Categories
EDW offloaditng, Technology consolidation
Audience
Data Administrators, Data Analysts, Data Scientists, Engineers
Key themes
Removal of departmental silos, IT dependency reduction, Extensibility
Industry segment
SMB
Industry
Healthcare
Environment
On-premises

Scenario

The customer, a Health Insurance company, was using Netezza to aggregate and report on multiple dimensions on different health care and services. They were looking for alternatives to offload the data from Netezza to reduce the workload for reducing the cost. Data Administrators, Data Analysts, Data Scientist and Engineers were operating and supporting the loading, cleansing and reporting efforts. They were facing a lot of difficulties in the following areas that was hindering their transition into Hadoop:

  • Current implementation of moving data into and out of Hadoop was error prone and took a lot of effort and time to add new aggregations or reports
  • Data Administrator, Data Analyst and Data Engineers were spending a lot of building complex workflows and less time on looking at data insights and reports
  • Every new report or data source ingestion from Netezza took months to generate
  • Due to the health industry regulations, they were not having a reliable solution to track the flow of data in and out of cluster
  • Integrating and making the data available within Impala was challenging

CDAP value proposition(s)

Customer was successfully able to extract data from Netezza and other SQL sources, perform complex joins, transformation and load it into distributed file system. They were then able to perform different aggregations and joins to generate the final reports. They were able to load the final report data back into Netezza seamlessly.

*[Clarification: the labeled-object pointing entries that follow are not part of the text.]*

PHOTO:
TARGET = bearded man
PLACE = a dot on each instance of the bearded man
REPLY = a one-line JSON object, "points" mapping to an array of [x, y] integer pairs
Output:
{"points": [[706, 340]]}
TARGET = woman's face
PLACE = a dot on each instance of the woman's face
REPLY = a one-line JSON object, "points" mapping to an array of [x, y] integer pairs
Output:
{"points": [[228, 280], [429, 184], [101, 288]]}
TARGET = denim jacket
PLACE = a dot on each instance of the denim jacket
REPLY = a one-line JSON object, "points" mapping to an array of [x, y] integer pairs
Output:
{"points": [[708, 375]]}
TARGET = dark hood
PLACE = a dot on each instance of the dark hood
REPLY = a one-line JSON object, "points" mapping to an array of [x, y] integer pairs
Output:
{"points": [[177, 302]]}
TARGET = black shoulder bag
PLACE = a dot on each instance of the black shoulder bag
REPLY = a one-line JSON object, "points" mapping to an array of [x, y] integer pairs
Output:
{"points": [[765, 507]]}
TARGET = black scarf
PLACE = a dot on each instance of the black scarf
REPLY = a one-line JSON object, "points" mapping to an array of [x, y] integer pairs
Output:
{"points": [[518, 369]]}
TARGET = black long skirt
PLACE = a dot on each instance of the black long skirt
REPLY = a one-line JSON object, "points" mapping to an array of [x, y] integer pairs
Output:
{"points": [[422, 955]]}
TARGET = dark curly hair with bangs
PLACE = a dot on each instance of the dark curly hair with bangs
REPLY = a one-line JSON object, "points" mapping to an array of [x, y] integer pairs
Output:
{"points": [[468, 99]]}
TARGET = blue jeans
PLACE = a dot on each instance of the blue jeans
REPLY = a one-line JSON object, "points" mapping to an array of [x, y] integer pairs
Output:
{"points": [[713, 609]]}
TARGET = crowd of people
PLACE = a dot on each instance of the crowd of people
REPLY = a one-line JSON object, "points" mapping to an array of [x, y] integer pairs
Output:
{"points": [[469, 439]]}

The company’s in-house team of Data Analysts, Data Scientists and Data Engineers built a data pipeline in less than a week using the drag-and-drop visual interface in CDAP.

They were then able to operationalize (schedule to run on a daily basis) and report on errors in data giving them the visibility that they were looking for. Beyond those capabilities, they were able to build pipeline level dashboard that provided them deep insights into how the offloading and report generation process was functioning.